Mógłby być....
Komentarze: 0
….arabskim szejkiem.
Jest pewna grupa mężczyzn, która obarcza żony winą za brak sukcesów zawodowych. Nie, nie dlatego, że musieli bezpośrednio przez nią z czegoś zrezygnować. Nie dlatego, że jej problemy odciągały go od pracy. Nie dlatego, że żądała obecności w domu i wyjazdów na rodzinne wycieczki, przez co biedak nie awansował. Nie. Ona za mało od niego wymagała. Zbyt rzadko, bądź, (O Niebiosa, to karygodne) nigdy, nie krzyczała, motywując tym samym do większego wysiłku.
- Mam trochę żal do Jadzi, bo mógłbym wiele osiągnąć, ale ona była minimalistką i nie zmobilizowała mnie.
Ty wstrętna Jadziucho!
A Jadzia tymczasem, pamiętała z dzieciństwa sąsiadkę z góry i jej coniedzielne koncerty nad rosołem. Nie tylko mąż, ale parę sąsiadujących bloków dowiadywało się, że tata Marcina – mąż rozdartej sąsiadki, jest żałosny, bo inni mężowie…. Tu można wstawić dowolny przedmiot westchnień. W latach PRL była to za zwyczaj pralka automatyczna, wczasy w Bułgarii, czy maluch w kolorze yellow bahama. Jak śpiewał Perfect: telewizor, meble, mały Fiat – oto marzeń szczyt.
Jadzia nigdy nie chciała być jedną z tych kobiet, które zamiast męża kochać, zmieniają się w bohaterkę ze „Złotej Rybki”. Ty durniu, ja nie chcę być królową, chcę być cesarzową!
I co Ci z tego, Jadziu przyszło.
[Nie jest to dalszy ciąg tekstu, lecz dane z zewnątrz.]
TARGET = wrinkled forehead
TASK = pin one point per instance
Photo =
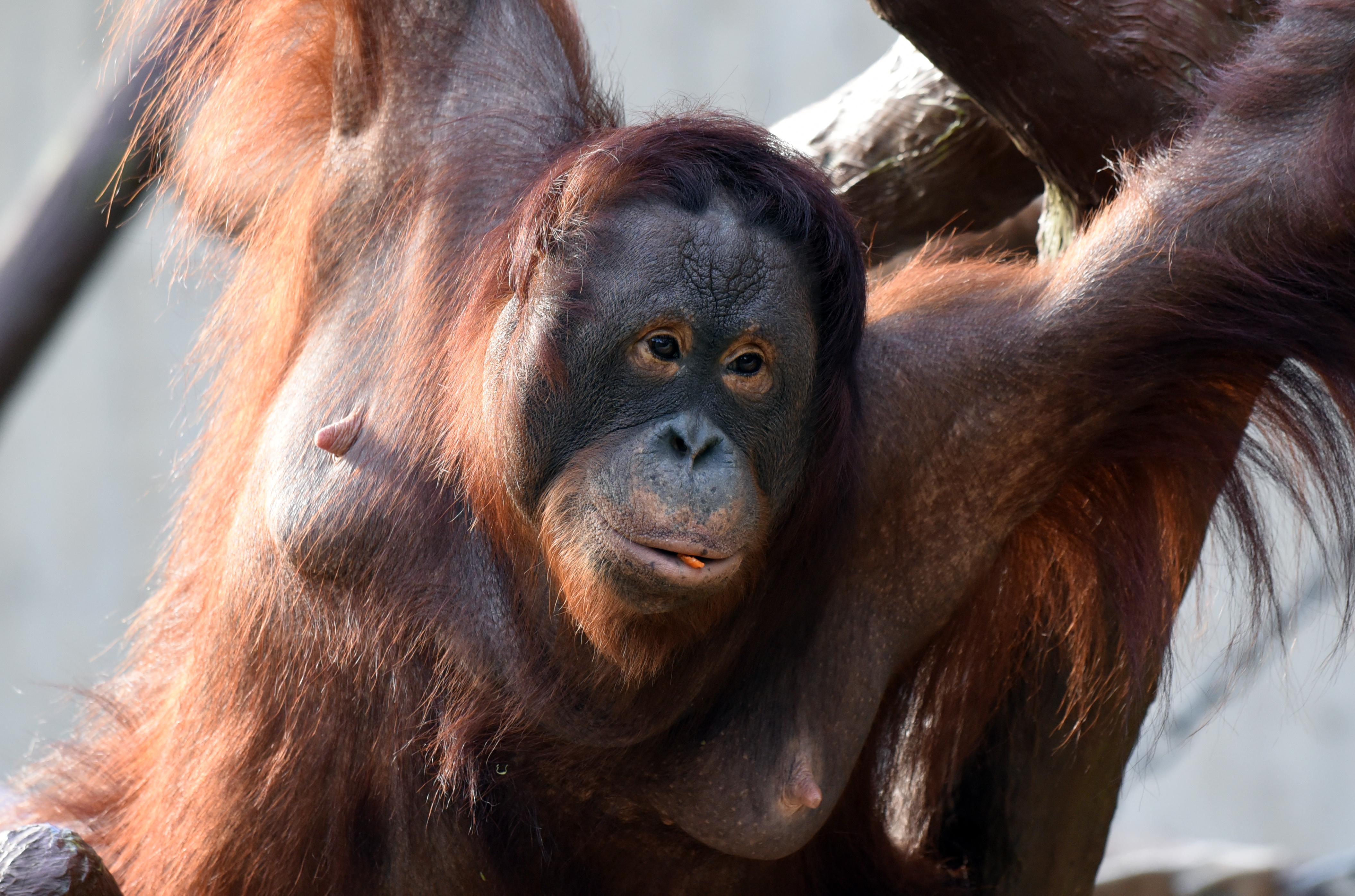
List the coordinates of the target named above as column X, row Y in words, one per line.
column 712, row 259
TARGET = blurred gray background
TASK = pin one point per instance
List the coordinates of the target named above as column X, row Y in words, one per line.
column 89, row 443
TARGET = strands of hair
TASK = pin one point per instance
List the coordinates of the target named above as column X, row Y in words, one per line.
column 297, row 727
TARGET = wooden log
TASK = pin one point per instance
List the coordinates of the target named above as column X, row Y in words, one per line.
column 1075, row 84
column 56, row 233
column 912, row 155
column 45, row 860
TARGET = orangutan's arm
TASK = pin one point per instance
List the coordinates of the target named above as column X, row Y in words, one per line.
column 995, row 396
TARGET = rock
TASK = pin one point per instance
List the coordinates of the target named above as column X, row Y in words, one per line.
column 45, row 860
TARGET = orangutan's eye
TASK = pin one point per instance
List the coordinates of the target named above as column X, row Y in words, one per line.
column 666, row 347
column 748, row 363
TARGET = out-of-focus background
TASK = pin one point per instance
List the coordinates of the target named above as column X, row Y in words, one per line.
column 90, row 440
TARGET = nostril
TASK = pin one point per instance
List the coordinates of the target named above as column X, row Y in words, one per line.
column 705, row 448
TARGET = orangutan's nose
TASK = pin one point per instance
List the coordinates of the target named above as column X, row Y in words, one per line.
column 693, row 439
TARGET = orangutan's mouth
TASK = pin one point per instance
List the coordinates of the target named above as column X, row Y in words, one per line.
column 681, row 564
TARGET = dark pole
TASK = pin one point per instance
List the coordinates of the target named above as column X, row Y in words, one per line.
column 57, row 233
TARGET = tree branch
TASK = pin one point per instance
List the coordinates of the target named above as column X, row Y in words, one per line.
column 912, row 155
column 55, row 236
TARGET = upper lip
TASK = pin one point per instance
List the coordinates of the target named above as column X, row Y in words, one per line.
column 660, row 555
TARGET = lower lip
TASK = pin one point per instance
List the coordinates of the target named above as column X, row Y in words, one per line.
column 666, row 564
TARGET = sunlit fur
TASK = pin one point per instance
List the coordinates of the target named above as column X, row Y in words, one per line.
column 266, row 730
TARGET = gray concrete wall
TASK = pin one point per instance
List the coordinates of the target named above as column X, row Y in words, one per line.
column 87, row 446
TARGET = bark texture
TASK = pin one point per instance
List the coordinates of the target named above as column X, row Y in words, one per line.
column 912, row 155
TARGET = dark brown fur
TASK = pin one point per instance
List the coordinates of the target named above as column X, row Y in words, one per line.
column 1009, row 495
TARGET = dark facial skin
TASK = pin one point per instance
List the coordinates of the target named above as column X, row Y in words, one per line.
column 682, row 422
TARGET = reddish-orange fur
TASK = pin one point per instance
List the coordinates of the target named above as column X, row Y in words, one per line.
column 270, row 734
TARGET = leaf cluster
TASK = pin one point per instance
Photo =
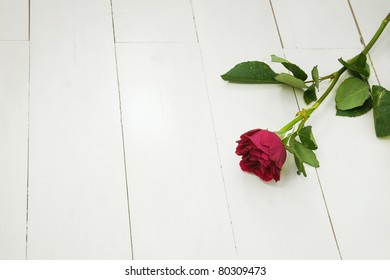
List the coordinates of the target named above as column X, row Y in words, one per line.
column 354, row 96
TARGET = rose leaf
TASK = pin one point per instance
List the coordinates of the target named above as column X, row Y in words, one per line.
column 358, row 66
column 310, row 94
column 251, row 72
column 352, row 93
column 304, row 154
column 381, row 104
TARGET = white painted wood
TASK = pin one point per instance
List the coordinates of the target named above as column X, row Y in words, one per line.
column 153, row 20
column 13, row 148
column 354, row 170
column 369, row 16
column 14, row 20
column 287, row 220
column 177, row 197
column 316, row 24
column 77, row 190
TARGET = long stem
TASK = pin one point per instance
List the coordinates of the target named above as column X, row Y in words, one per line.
column 335, row 77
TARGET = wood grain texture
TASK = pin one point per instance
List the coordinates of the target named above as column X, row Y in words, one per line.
column 77, row 191
column 153, row 21
column 314, row 24
column 177, row 197
column 13, row 148
column 14, row 21
column 270, row 221
column 369, row 16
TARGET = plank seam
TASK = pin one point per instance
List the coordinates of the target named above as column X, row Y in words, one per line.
column 122, row 132
column 28, row 148
column 215, row 133
column 329, row 217
column 362, row 40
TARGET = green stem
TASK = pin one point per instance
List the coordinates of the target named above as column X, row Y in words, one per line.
column 305, row 113
column 376, row 35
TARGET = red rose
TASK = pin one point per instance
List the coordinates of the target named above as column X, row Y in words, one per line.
column 263, row 154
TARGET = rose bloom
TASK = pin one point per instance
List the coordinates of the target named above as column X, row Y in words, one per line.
column 263, row 154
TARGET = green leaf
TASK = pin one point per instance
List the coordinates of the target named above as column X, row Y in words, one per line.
column 352, row 93
column 293, row 68
column 251, row 72
column 310, row 94
column 315, row 76
column 305, row 154
column 357, row 66
column 290, row 80
column 357, row 111
column 381, row 100
column 300, row 166
column 307, row 138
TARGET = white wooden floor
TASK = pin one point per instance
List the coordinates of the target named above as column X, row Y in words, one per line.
column 117, row 134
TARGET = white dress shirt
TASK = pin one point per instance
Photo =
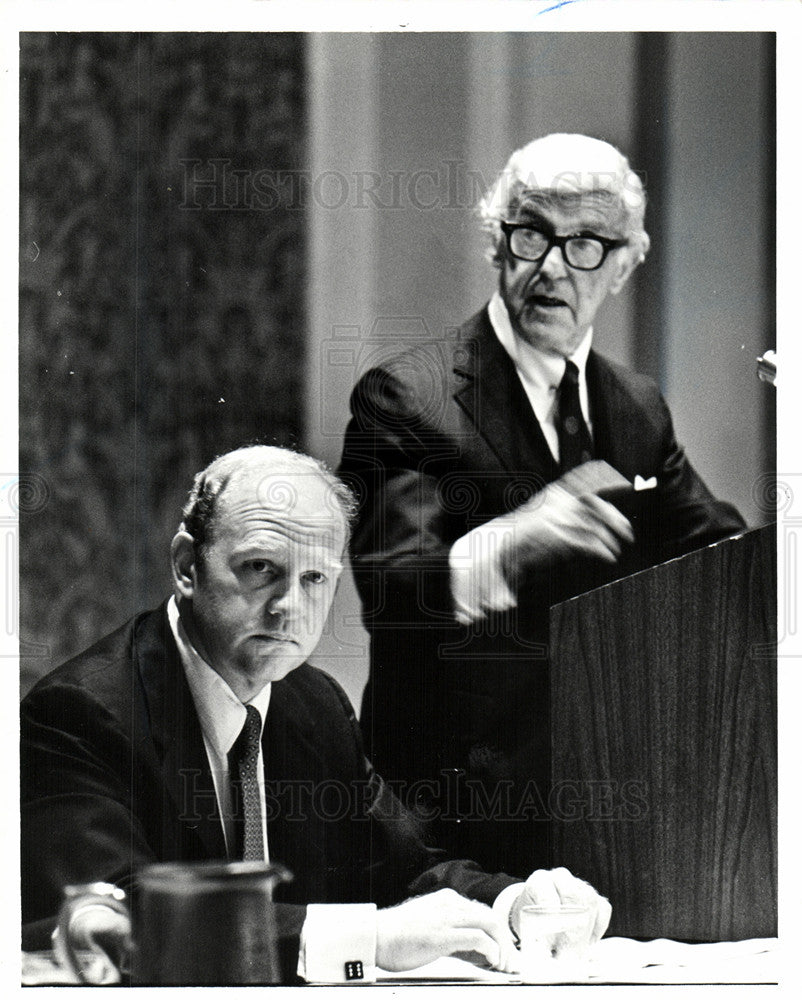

Twój pięćdziesięcioletni mąż, dokonał podsumowania życia i winna jesteś bycia miłą i serdeczną.
Kobiety, jeśli planujecie związek, a nie potraficie krzyczeć, przyjrzyjcie się rodzinie wybranka. Jeśli jest wśród tych miłych ludzi dziadek, który żałuje, że nie został szejkiem, a miał potencjał, tylko ta żona…, uciekajcie czem prędzej! Bo gdy nadejdzie kryzys wieku średniego usłyszycie:
- Mam żal, że mnie nie motywowałaś. Mógłbym osiągnąć sukces.
- Weź więc wiadro i szmatę i osiągnij sukces w myciu podłóg!